So, what makes an investment banker?
You want to work in M&A or the broader IBD (investment banking division) of an investment bank. You want to help companies buy and sell their component parts (M&A). Or you want to help companies raise money on the debt capital markets (DCM), or the equity capital markets (ECM). So, what does it take to get that job?
We've looked at our own database of millions of CVs and cross-referenced them with publicly available data on IBD juniors. We've also added anecdotal information about what it takes to get ahead in the investment banking division. The result is the infographic below.
There are some surprises. Historically, young IBD professionals took on a two year 'analyst' banking contract after graduating. When that finished, they quit to study a two year MBA and when the MBA finished they returned to banks as 'associates'. This was especially the case in the U.S. However, Goldman Sachs did away with its two year contracts in 2012, and our data suggests that more M&A bankers now have a CFA pass to their name than an MBA.
It's also worth remembering that when they hire IBD professionals, banks are looking for an unusual personality type. As Xanyar Kamangar, a director in the Technology, Media and Telecoms at Deutsche Bank, points out, IBD professionals need impeccable attention to detail - a mistake a presentation or financial model can lose a client. But they also need to be able to step back and to see the bigger picture.

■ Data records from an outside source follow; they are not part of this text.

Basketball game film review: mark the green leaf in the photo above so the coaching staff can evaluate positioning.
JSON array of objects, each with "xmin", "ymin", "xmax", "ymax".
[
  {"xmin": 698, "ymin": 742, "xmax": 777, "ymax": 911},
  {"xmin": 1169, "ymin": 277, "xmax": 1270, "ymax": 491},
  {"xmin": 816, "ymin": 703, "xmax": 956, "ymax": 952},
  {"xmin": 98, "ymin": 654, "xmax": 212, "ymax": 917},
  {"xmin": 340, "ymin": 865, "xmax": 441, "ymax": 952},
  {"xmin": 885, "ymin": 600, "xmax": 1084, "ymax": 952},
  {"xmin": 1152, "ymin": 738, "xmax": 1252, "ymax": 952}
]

Linos Lekkas, Citigroup's head of corporate and investment banking for CEEMEA (Central and Eastern Europe, the Middle East and Africa), put it another way, At the start of your career in IBD [when you're working on spread sheets and putting pitches together for clients], he says you need to be able to work hard and to establish yourself as a, "safe and reliable pair of hands. If you can’t get that right and get the recognition you need as a solid base, you’ll be seen as talented but possibly unreliable."
But as you progress up the hierarchy in IBD, Lekkas says charisma becomes the characteristic that defines success: "Whether you’re an industry person or a product person, you ultimately need to be good with people – both internally and externally. You can be very talented and very mathematical, but the combination of effort and personality is what will truly make you stand out."